Jul 24, 2002, 01:00 ET from Lyme Disease Foundation

    HARTFORD, Conn., July 24 /PRNewswire/ -- Peak tick season is here, and
 patients are going to doctors with symptoms of early and late Lyme disease.
 Now there is a new wrinkle with this often hard to diagnose disease: some
 patients may actually have cat scratch disease, an infection caused by the
 bacterium Bartonella (B.) henselae.  This is important because this may be a
 new emerging tick-borne infection that can mimic seronegative or chronic Lyme
 disease, yet its treatment requires different and sometimes multiple
 antibiotics.
     Eli Mordechai, PhD, one of the first researchers to study tick-borne cat
 scratch disease, recently announced his research on 126 New Jersey
 black-legged ticks.  His results show that 36% of ticks were infected with
 bartonella, 30% were infected with the Lyme pathogen, and 7% were infected
 with both.  The question is are patients getting infected?

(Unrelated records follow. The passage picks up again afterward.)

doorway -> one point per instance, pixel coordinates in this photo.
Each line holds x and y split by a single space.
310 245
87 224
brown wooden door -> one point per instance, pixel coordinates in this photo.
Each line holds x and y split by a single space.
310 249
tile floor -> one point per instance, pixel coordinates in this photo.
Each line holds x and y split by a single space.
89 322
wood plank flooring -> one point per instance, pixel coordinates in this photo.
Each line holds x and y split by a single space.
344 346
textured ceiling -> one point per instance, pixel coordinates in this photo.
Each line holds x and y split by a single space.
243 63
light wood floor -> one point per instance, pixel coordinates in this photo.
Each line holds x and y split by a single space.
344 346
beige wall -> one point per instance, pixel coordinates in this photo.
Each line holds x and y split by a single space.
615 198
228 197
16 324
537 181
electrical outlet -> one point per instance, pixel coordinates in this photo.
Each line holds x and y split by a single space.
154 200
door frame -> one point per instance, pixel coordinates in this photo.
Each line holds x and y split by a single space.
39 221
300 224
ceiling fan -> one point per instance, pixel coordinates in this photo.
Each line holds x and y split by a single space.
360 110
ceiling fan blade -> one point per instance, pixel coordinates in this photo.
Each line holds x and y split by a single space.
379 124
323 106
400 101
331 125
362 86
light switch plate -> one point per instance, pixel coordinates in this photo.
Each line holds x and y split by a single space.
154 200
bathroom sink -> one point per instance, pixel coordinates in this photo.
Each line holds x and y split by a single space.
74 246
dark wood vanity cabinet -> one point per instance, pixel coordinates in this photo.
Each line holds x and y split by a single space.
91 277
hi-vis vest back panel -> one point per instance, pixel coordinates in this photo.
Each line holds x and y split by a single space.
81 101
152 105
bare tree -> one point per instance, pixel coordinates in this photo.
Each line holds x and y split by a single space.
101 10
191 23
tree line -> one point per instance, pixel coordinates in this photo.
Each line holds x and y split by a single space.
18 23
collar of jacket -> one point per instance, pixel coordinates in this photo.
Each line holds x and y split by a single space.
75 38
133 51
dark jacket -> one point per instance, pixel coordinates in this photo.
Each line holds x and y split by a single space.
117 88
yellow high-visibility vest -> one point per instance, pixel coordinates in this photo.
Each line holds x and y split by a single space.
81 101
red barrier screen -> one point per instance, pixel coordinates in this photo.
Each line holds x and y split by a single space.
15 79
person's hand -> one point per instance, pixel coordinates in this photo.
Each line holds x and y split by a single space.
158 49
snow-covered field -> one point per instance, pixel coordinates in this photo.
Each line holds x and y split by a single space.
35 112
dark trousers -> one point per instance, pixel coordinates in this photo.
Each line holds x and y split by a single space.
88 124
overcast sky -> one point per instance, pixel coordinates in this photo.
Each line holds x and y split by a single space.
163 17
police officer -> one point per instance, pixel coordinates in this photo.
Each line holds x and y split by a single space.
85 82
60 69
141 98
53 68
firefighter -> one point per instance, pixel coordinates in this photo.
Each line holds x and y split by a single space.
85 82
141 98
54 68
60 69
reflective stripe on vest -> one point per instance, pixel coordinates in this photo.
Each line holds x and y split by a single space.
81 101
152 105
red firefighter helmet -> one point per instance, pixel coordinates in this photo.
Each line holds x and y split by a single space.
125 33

     In a study published in the peer-reviewed publication Journal of
 Spirochetal and Tick-Borne Diseases (2002; Vol.9; 23-26) Dr. Lesley Fein, MD,
 MPH, performed an analysis of 327 patients with tick exposure. Her results
 suggested similar infection rates to those among New Jersey ticks: 28% of
 patients tested positive for bartonella, 19% tested positive for Lyme, and 6%
 tested positive for both.  She said two patients with late stage, untreated
 neurological symptoms that tested positive for bartonella infection suffered
 paralysis.  Other published research supports these findings and also suggests
 that coinfections of Lyme disease and cat scratch fever can prevent
 complete resolution of either infection.

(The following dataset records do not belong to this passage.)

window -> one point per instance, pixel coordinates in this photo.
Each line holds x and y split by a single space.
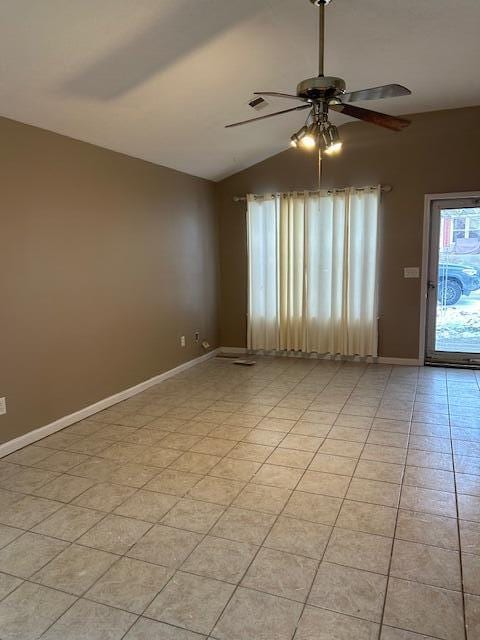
313 272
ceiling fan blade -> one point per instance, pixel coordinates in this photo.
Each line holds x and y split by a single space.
270 115
381 119
377 93
275 94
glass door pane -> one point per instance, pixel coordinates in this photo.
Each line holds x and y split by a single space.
453 331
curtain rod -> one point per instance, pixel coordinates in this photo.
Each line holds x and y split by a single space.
386 188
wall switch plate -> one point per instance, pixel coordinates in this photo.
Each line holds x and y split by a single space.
411 272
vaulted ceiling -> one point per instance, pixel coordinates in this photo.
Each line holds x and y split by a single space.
159 79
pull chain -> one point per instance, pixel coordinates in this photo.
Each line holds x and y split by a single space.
319 169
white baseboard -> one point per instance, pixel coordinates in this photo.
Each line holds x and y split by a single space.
409 362
86 412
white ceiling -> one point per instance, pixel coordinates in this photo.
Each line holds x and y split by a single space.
159 79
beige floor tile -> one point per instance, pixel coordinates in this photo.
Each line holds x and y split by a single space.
193 515
369 518
27 612
383 453
133 475
27 511
381 471
319 417
104 497
319 624
430 459
313 507
250 451
470 536
424 609
75 569
359 550
251 614
263 498
180 441
351 434
69 522
356 422
213 446
90 620
437 479
277 476
290 458
28 553
298 537
467 483
471 573
389 633
29 456
159 457
64 488
217 490
282 574
472 614
440 503
426 564
130 585
243 525
148 506
115 534
8 584
350 591
7 534
195 462
173 482
276 424
333 464
27 480
469 507
301 442
374 491
165 545
310 429
192 602
341 448
263 437
240 470
145 629
327 484
220 559
426 528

     Early symptoms of bartonella include a red, crusted elevated skin lesion
 where the bacteria enters its host (which can mimic the Lyme disease enlarging
 rash), followed by flu-like symptoms of fever, muscle and joint aches/pain,
 nausea, vomiting, and chills. A good indicator of infection with the disease
 is swollen painful lymph nodes or the combination of conjunctivitis with
 enlargement of the lymph nodes around the ears.  More serious symptoms include
 encephalitis, which can result in severe headaches, dementia, seizures, coma,
 inflammation of the heart, abdominal pain, bone lesions, and loss of vision.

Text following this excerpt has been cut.